Comme la plupart des recommandations alimentaires nationales continuent de privilégier les conseils axés sur les nutriments et les aliments, sans tenir compte de la question de la transformation, les aliments ultratransformés sont largement négligés dans le milieu clinique, alors que l'alimentation reste un pilier de la prévention et de la prise en charge des maladies cardiovasculaires, ajoutent-ils.

La déclaration de consensus clinique a été élaborée par l'ESC Council for Cardiology Practice et l'European Association of Preventive Cardiology de l'ESC, en collaboration avec un groupe pluridisciplinaire d'experts européens.

Son objectif est d'introduire le concept de transformation des aliments et d'aliments ultratransformés dans les connaissances des cardiologues, afin de les sensibiliser au fait que les aliments ultratransformés constituent un potentiel facteur de risque supplémentaire à prendre en compte quand ils conseillent des patients.

Aggravation de facteurs de risque majeurs comme l'obésité, le diabète de type 2, l'hypertension artérielle...

À partir d'une revue systématique de la littérature scientifique, essentiellement d'études observationnelles, ils ont estimé que les adultes avec la consommation d'aliments ultratransformés la plus élevée ont un risque pouvant être augmenté jusqu'à 19 % de cardiopathie, 13 % de fibrillation atriale et 65 % de décès cardiovasculaire, par rapport aux personnes ayant la plus faible consommation.

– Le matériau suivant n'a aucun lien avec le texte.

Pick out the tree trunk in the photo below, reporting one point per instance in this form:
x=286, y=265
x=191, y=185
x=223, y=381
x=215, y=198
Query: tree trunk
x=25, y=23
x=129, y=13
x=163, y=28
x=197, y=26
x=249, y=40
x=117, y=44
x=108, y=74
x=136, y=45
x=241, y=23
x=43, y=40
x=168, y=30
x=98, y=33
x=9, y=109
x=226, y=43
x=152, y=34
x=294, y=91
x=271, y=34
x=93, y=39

Les aliments ultratransformés aggravent également plusieurs facteurs de risque majeurs, notamment l'obésité, le diabète de type 2, l'hypertension artérielle et l'accumulation de lipides athérogènes dans le sang.

Il est précisé dans la déclaration que les aliments ultratransformés ne sont pas considérés comme agissant isolément, mais comme faisant partie d'une chaîne dans laquelle l'exposition alimentaire contribue au développement de facteurs de risque cardiométaboliques intermédiaires, lesquels favorisent ensuite les événements cardiovasculaires. Il s'agit donc principalement d'effets indirects.

"Les aliments ultratransformés sont généralement riches en sucres, en sel et en graisses de mauvaise qualité", contiennent des additifs et "présentent une structure alimentaire altérée susceptible d'induire une inflammation, des perturbations métaboliques, des modifications du microbiote intestinal et une surconsommation alimentaire", pointe une des scientifiques ayant participé à la déclaration de consensus, Marialaura Bonaccio du Neuromed-Istituto Neurologico Mediterraneo à Pozzilli (Italie), citée dans un communiqué de l'ESC.

Pour les chercheurs, il faut désormais sensibiliser la population aux aliments ultratransformés par un meilleur étiquetage alimentaire, la réglementation et l'actualisation des recommandations nutritionnelles.

Ils préconisent que les cardiologues interrogent leurs patients sur leur consommation d'aliments ultratransformés et discutent avec eux de la manière de la réduire, en plus des autres conseils sur l'alimentation, l'activité physique, le tabac et l'alcool. Ils conseillent également d'expliquer aux patients que des aliments vendus comme étant plus sains peuvent souvent être ultratransformés.

"L'intégration de la notion d'aliments ultratransformés dans la prise en charge médicale courante pourrait améliorer la santé des patients sans coût ni contrainte de temps significatifs", soulignent les experts.

Enfin, ils prônent le lancement d'essais interventionnels à long terme afin de tester si une réduction de la consommation d'aliments ultratransformés améliore la santé cardiovasculaire. Il leur semble également nécessaire de mener davantage de recherches pour comprendre les effets sur la santé cardiaque des différents additifs, des composés issus de la transformation industrielle et de la structure des aliments.